Domain IV − Financial Management - Section B.2 Costing Systems Flashcards
Process costing
is a costing system for firms that employ assembly line
production with a continuous flow of goods (e.g., oil refining and steel production).
Equivalent units (EU)
are units in the WIP that are theoretically converted to equivalent units of finished goods (e.g., if there are 10,000 units in the WIP that are 30% complete, they would be considered equivalent to 3,000 units of completed units).
Job‐order costing
is a costing system that accumulates costs for production on a job‐by‐job basis. A job would be defined by management and may be a customer, an order, a batch, etc.
Job‐order costing
is typically used when distinct and identifiable products or services are produced that are usually customized for the customers.
Process costing
is typically used when masses of identical or similar products or services are produced that are the same for all customers.
Operation costing
is a hybrid of process costing and job‐order costing.
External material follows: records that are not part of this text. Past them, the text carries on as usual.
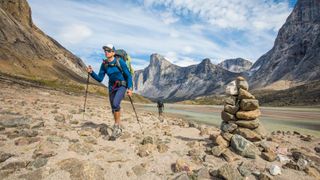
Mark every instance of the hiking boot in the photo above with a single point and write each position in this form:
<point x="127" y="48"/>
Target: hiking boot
<point x="116" y="132"/>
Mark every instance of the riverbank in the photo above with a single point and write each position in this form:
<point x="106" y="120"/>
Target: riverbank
<point x="302" y="119"/>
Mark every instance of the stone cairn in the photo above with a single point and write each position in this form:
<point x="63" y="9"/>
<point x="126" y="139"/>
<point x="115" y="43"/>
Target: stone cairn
<point x="240" y="126"/>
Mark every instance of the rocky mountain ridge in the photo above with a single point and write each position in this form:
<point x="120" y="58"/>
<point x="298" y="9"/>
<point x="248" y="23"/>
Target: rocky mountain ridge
<point x="26" y="51"/>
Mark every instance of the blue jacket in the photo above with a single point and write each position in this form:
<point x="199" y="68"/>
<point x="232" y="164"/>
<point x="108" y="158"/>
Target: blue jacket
<point x="114" y="74"/>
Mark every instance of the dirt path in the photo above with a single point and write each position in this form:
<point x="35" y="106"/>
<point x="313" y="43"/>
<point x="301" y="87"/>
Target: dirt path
<point x="43" y="136"/>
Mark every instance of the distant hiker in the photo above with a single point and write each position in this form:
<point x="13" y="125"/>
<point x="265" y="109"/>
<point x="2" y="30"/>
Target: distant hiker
<point x="160" y="106"/>
<point x="120" y="82"/>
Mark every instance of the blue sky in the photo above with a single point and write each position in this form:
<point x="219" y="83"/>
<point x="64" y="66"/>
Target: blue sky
<point x="184" y="31"/>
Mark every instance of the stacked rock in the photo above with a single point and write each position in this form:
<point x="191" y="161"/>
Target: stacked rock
<point x="241" y="113"/>
<point x="240" y="126"/>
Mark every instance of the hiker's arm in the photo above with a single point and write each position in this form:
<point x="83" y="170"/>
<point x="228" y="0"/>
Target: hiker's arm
<point x="126" y="73"/>
<point x="101" y="74"/>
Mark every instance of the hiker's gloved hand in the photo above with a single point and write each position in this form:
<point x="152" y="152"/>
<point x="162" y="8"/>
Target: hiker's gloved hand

- Operation costing is used when a batch of similar units are processed in the same manner, however, using different components.
- Operation costing typically allocates the costs of direct materials using job‐order costing and uses process costing for allocating conversion costs.
Backflush Costing
is a costing system usually associated with a just‐in‐time inventory system whereby costs are accumulated once production is complete.
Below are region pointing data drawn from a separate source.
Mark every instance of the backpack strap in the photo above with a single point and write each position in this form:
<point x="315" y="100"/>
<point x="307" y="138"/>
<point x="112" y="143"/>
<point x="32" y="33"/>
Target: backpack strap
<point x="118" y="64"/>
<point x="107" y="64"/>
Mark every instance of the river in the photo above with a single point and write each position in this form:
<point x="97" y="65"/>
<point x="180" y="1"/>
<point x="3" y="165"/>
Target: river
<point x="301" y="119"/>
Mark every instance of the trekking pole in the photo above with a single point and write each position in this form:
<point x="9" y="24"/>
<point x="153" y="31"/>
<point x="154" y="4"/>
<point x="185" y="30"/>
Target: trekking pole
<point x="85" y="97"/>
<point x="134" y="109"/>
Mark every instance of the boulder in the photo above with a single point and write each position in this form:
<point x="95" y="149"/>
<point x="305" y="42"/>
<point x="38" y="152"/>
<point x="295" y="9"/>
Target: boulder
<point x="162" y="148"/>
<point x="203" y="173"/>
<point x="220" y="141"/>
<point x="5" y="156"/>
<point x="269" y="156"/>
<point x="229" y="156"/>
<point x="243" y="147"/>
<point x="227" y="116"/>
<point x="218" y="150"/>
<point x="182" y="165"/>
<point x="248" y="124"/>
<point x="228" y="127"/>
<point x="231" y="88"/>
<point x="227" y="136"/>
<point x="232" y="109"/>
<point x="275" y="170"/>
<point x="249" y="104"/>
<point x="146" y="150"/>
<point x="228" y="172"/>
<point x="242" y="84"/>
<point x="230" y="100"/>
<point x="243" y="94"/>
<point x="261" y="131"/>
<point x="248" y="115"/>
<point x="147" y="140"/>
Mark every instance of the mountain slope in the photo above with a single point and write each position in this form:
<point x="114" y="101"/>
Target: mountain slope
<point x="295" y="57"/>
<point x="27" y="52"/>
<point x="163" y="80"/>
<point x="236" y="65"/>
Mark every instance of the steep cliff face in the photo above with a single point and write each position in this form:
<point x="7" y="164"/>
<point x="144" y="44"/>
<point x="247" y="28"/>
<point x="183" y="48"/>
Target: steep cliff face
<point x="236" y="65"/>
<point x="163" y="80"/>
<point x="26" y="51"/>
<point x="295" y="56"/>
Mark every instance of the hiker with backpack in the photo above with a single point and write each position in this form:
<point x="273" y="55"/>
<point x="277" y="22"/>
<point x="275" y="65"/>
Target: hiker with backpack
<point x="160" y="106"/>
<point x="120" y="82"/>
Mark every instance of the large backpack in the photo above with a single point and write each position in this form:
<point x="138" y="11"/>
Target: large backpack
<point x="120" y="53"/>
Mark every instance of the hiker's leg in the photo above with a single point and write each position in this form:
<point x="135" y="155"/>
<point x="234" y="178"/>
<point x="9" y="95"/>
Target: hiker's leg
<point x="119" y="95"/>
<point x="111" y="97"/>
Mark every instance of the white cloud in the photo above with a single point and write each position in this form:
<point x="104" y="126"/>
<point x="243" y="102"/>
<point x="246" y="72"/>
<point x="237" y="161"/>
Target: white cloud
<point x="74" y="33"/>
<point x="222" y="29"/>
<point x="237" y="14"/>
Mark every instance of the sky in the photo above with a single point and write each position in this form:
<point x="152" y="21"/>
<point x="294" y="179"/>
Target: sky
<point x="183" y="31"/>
- Backflush costing is usually used when tracking WIP is insignificant and the production life‐cycle is short.
Activity‐Based Costing (ABC) (transaction‐based costing)
is a cost accounting system that accumulates costs for identified activities in the manufacturing process.
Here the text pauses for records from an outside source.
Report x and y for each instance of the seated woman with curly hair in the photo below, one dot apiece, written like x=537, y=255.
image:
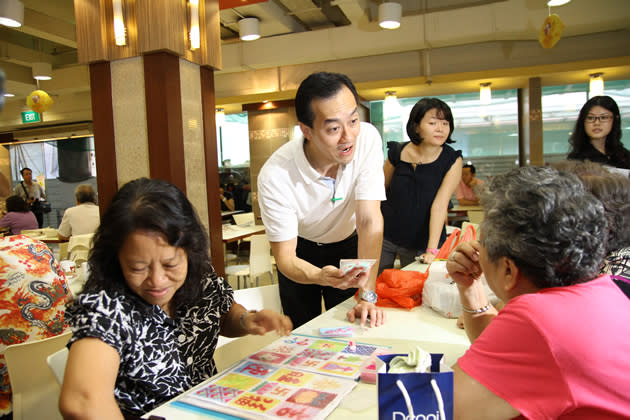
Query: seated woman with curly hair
x=558, y=349
x=146, y=325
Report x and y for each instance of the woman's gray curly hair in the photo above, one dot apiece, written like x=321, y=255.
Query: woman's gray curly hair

A cost driver would be associated with each activity, and costs are accumulated for each activity and allocated to the products passing through that activity.
Variable (Direct) Costing
allocates to inventory products only variable costs of production. Fixed costs are deemed period costs and therefore expensed accordingly.
- While it is not acceptable under GAAP, the variable costing method is useful for management to calculate the contribution margin and breakeven and emphasize contribution in short‐term pricing decisions.
- The balance sheet effect of using variable costing is that inventory is always understated.
- The income statement effect of using variable costing is that net income is either overstated or understated depending on whether the inventory levels during the year increases or decreases.